We cannot think of being acceptable to others until we have first proven acceptable to ourselves – Malcolm X
Wilma Rudolph was an American sprinter and the first American woman to win three gold medals in track and field at a single Olympics.
Born on June 23, 1940, in St. Bethlehem, Tennessee, Rudolph was the 20th of 22 children across her father’s two marriages.
A sickly child, Rudolph was hit by double pneumonia, scarlet fever and polio as a child, as a result, she could not walk without an orthopedic shoe until she was 11, according to Encyclopaedia Britannica.
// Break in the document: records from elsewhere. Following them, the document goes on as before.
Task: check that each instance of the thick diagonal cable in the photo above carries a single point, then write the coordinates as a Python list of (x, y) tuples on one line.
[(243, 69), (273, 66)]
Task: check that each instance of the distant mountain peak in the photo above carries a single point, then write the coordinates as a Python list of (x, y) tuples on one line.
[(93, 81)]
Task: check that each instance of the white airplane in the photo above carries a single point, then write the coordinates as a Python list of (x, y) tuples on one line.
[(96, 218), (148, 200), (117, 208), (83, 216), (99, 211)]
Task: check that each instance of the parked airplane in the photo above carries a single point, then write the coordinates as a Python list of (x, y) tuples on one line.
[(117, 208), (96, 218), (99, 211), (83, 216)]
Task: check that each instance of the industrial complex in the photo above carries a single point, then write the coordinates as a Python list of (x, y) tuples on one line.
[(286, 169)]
Biography.com reported that with a brace on Rudolph’s left leg, it was with great willpower, resolve and fortitude as well as the help of physical therapy that she overcame her disabilities, setting the stage for the history that would follow.
It was reported that at the age of nine Rudolph took all and sundry aback when she shanked off the brace and walked without it. “There really wasn’t much to do but dream,” she wrote in her 1977 autobiography.
Rudolph accepted her condition and was bent of reversing it as she couldn’t think of being acceptable to others until she had first proven acceptable to herself. It took her a few more years to move normally.
A lover of sports, Rudolph participated in basketball games in the summer after sixth grade.
She would soon be drafted to train with Tennessee State University track coach Ed Temple.
“Running, at the time, was nothing but pure enjoyment for me,” she later wrote per Outside. “I loved the feeling of freedom… the fresh air, the feeling that the only person I’m really competing against in this is me. The other girls may not have been taking it as seriously as I was, but I was winning and they weren’t.”
The “Skeeter” she was nicknamed due to her exceptionalism on the track. Rudolph’s first Olympic would be the 1956 Summer Olympic Games in Melbourne, Australia.
According to Biography.com, as the youngest member of the United States track and field team at the age of 16, Rudolph picked up a bronze medal in the 400×100-meter relay.
Also, she advanced to the semifinals of the 200-meter event but crushed for the final.
The bronze medal whipped an indescribable excitement in her, heightening her desire for more glories. And four years later at the 1960 Olympic held in Rome, Italy Rudolph etched her name beautifully in the history of the games.
Rudolph won every race she participated; the 100 meters, the 200 meters, and, with Barbara Jones, Martha Hudson, and Lucinda Williams, the 4×100-meter relay, setting another world record.
After her third gold spectators went ballistic, Outside reported. She was mobbed by microphone-wielding reporters, who dubbed her the fastest woman in the world, the website reported.
Capitalizing on her newfound stardom, Rudolph became outspoken on the injustices faced by African Americans and other minorities in the United States.
“To talk about Wilma Rudolph, you have to talk about Jim Crow, you have to talk about racism in America, you have to talk about poverty and gender,” said Louis Moore, a professor of history at Michigan’s Grand Valley State University and author of We Will Win the Day: The Civil Rights Movement, the Black Athlete, and the Quest for Equality. “When we tell Wilma’s story, it’s not just to say, ‘Well, she triumphed, so can you, too.’ It’s also about being open and real about why so many people struggle who come from those backgrounds—backgrounds this nation created with Jim Crow and forced poverty.”
Rudolph retired at 22 in 1962 to spend time with her family. She died in 1994, at age 54, of brain cancer.
Remembered as one of the fastest women in track and field as a source of great inspiration for generations of athletes, Rudolph once stated, “Winning is great, sure, but if you are really going to do something in life, the secret is learning how to lose. Nobody goes undefeated all the time. If you can pick up after a crushing defeat, and go on to win again, you are going to be a champion someday.”
In 2004, the United States Postal Service honored the Olympic champion by featuring her likeness on a 23-cent stamp.